I hate to be the one to have to tell you this, but not all U students will be leaving here with a degree.
Maybe they will flunk out, drop out, get married or have a kid. Maybe they won’t be able to pay for tuition, will have an illness in the family or will just want to get started with their “life.”
But hopefully they won’t get their degree because their daddy owns a dealership and they can mooch the rest of their lives.
For me personally, I have considered calling it quits because I am sick of homework, waking up before noon and paying for an education I’m still not putting to good use. We all need to reassess from time to time why we are making the sacrifices we are to be in college, and my time is now.
The promise of a high-paying job and a pool is enough to get most students here. Some come because they want to make a difference in the world, others because their dream job requires it.

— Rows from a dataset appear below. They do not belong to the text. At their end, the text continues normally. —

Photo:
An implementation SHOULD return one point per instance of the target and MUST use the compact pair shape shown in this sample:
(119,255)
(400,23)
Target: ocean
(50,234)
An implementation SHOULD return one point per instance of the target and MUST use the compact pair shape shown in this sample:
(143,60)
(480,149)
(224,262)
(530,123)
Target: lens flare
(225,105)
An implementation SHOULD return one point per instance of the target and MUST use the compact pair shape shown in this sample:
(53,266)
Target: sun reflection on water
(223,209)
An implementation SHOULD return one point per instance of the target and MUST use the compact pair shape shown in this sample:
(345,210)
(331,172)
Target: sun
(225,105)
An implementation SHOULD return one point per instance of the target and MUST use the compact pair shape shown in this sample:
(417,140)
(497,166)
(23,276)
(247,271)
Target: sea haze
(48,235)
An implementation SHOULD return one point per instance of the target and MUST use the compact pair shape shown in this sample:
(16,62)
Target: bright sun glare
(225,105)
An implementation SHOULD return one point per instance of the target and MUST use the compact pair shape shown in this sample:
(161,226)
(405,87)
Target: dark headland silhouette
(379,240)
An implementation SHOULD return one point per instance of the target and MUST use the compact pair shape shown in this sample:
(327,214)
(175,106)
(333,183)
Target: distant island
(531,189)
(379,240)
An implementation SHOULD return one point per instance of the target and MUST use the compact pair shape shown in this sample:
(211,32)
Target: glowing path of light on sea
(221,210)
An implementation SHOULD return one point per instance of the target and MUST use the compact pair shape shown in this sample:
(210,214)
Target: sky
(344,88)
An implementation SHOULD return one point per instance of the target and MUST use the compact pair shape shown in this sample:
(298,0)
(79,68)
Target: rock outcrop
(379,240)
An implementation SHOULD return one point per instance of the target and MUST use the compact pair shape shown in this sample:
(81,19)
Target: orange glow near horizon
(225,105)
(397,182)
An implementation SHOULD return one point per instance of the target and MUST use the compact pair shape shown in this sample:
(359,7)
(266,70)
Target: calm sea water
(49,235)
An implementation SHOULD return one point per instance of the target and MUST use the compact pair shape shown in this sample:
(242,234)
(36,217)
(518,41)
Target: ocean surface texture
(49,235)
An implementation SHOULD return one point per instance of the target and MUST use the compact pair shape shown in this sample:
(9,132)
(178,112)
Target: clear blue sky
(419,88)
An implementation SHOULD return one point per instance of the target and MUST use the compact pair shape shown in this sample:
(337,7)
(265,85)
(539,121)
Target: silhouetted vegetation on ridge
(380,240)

Whatever the reason, it was good enough to get us here, so we might as well let it keep us here.
When the homework has piled up and you are working overtime at a job you hate, the last thing you want to do is wake up and make it to that 7:30 a.m. class. You just want a little me time. When all you have had to eat for the past month is Pop-Tarts and you are averaging five hours of sleep per night, school is the last thing you want to think about.
So you don’t, and before you know it, you are the manager at that job you hated for 40 hours a week-with a second kid on the way. It is at this point you would give anything just to go back and finish up that bachelor’s degree so you could get that job you had always dreamed of and the kidney bean-shaped pool that came with it.

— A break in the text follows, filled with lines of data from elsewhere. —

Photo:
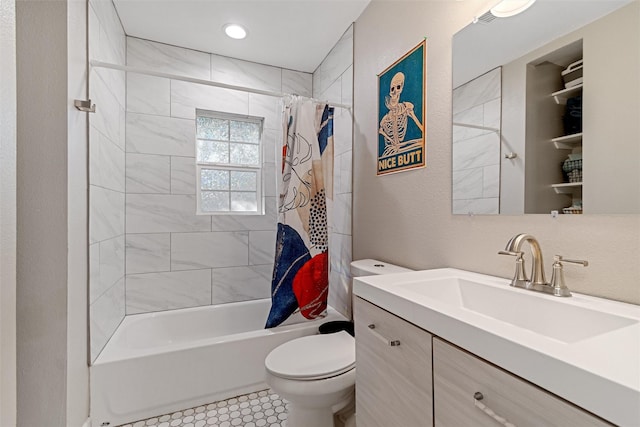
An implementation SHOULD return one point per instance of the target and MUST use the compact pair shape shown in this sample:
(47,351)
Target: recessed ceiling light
(235,31)
(507,8)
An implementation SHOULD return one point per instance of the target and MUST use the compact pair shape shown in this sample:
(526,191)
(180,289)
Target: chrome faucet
(538,281)
(514,247)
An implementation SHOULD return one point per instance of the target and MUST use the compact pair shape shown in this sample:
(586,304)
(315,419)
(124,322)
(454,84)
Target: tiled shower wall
(333,81)
(106,175)
(476,152)
(175,258)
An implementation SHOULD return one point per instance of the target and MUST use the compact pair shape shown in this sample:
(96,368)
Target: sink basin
(540,314)
(582,348)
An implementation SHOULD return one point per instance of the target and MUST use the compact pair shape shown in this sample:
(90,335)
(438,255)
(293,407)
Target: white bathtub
(157,363)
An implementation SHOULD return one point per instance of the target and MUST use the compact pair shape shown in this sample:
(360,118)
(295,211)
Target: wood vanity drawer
(393,382)
(458,375)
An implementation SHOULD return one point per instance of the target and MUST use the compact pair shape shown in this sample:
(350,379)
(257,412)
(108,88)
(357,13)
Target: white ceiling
(293,34)
(480,47)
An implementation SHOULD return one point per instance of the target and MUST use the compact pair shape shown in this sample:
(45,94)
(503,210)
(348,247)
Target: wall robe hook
(85,106)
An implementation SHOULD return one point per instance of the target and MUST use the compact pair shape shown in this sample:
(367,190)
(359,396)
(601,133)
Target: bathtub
(157,363)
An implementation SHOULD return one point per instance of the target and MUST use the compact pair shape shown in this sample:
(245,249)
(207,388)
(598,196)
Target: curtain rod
(136,70)
(476,127)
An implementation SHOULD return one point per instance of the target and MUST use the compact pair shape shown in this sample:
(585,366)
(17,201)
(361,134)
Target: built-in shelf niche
(547,146)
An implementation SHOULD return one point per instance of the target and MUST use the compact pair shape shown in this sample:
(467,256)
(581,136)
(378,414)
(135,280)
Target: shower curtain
(301,269)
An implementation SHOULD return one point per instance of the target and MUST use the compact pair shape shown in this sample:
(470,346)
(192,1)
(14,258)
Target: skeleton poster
(401,113)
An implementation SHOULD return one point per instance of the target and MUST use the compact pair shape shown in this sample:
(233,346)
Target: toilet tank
(372,267)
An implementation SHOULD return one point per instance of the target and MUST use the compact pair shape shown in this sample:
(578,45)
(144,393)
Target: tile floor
(259,409)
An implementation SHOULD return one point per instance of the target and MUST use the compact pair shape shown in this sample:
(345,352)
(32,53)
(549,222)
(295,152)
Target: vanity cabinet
(393,382)
(405,376)
(459,376)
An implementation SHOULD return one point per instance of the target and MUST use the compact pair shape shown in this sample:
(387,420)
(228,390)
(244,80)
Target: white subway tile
(183,175)
(106,214)
(148,94)
(187,97)
(160,135)
(159,213)
(234,284)
(167,59)
(262,247)
(148,253)
(168,291)
(148,173)
(265,222)
(267,107)
(191,251)
(337,61)
(247,74)
(106,162)
(297,82)
(106,119)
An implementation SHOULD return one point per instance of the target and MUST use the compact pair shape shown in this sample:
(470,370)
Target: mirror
(539,94)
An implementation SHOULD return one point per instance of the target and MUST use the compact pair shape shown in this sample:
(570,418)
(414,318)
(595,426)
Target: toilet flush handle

Getting a college education is a lot like getting into heaven: You have to give up all the pleasures of life in the hopes of a better one. Only, unlike heaven, there are statistics and facts to back up the education theory.

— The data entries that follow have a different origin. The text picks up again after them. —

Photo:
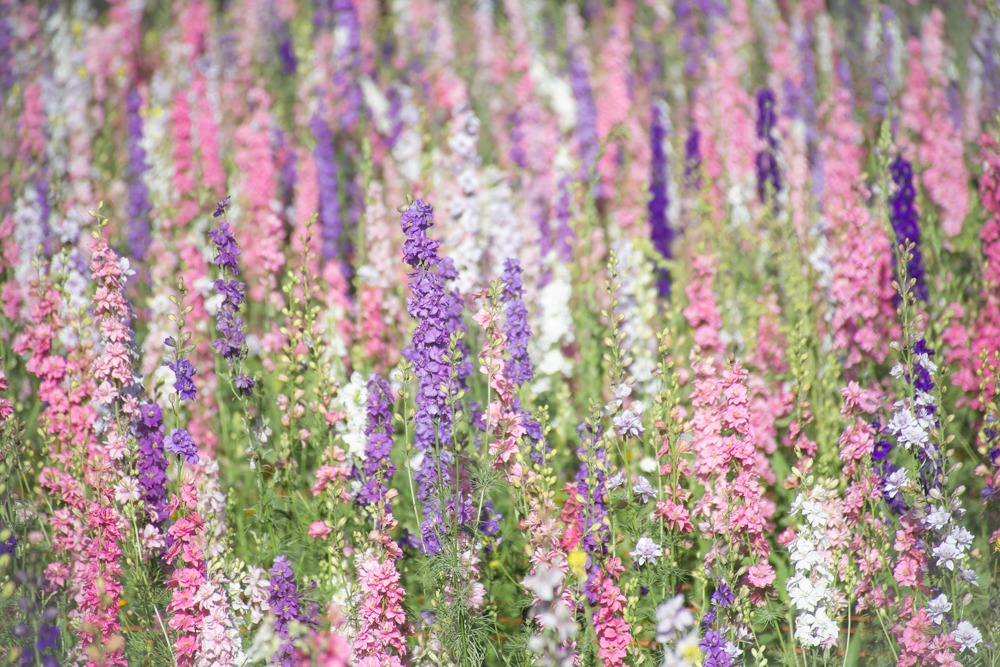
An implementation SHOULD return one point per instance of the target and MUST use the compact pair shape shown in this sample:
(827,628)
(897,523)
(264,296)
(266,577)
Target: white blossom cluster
(811,589)
(465,240)
(555,619)
(677,631)
(353,399)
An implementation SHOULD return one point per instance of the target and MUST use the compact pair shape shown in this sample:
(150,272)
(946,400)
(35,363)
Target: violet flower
(438,316)
(377,468)
(517,368)
(139,208)
(232,345)
(903,215)
(284,604)
(660,232)
(151,462)
(768,177)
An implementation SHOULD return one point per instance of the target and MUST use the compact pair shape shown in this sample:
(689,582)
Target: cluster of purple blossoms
(903,215)
(151,462)
(179,441)
(768,177)
(586,114)
(719,651)
(659,226)
(596,533)
(518,368)
(139,208)
(283,602)
(377,468)
(233,344)
(438,316)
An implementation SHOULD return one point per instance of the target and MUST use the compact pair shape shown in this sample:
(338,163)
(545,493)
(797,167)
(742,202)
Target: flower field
(499,333)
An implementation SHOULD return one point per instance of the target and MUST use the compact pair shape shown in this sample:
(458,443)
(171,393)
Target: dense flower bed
(499,333)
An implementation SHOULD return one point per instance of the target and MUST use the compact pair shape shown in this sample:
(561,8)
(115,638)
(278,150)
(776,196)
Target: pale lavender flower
(646,551)
(967,636)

According to a study issued in 2002 by the United States Census Bureau on earnings by education level, high school graduates working full time can expect a yearly income of $30,400 versus a college graduate working full time who can expect $52,000 a year. That is the difference between living comfortably and just living.
Individuals with only some college can only expect $6,000 more per year than someone with only a high school diploma; I paid nearly that much in my first year at the U.
All those late-night cramming sessions and early morning classes will be worth it in the long run. There will always be time to sleep when you graduate, and you can at least survive on Pop-Tarts.
College graduates can be proud to attend their high school reunions because they have a college degree hanging in their den and a job they don’t dread returning to the moment they leave.
Most of us will be sacrificing five years of our life’s prime and thousands upon thousands of dollars to make those golden years shine all the brighter. I have never been a businessman, but that seems like a fair enough trade when you think of the difference an education will make in the end.
I mean, you could have a kidney bean-shaped pool if you really wanted it; and who knows, maybe you might find your life a little more fulfilling, too.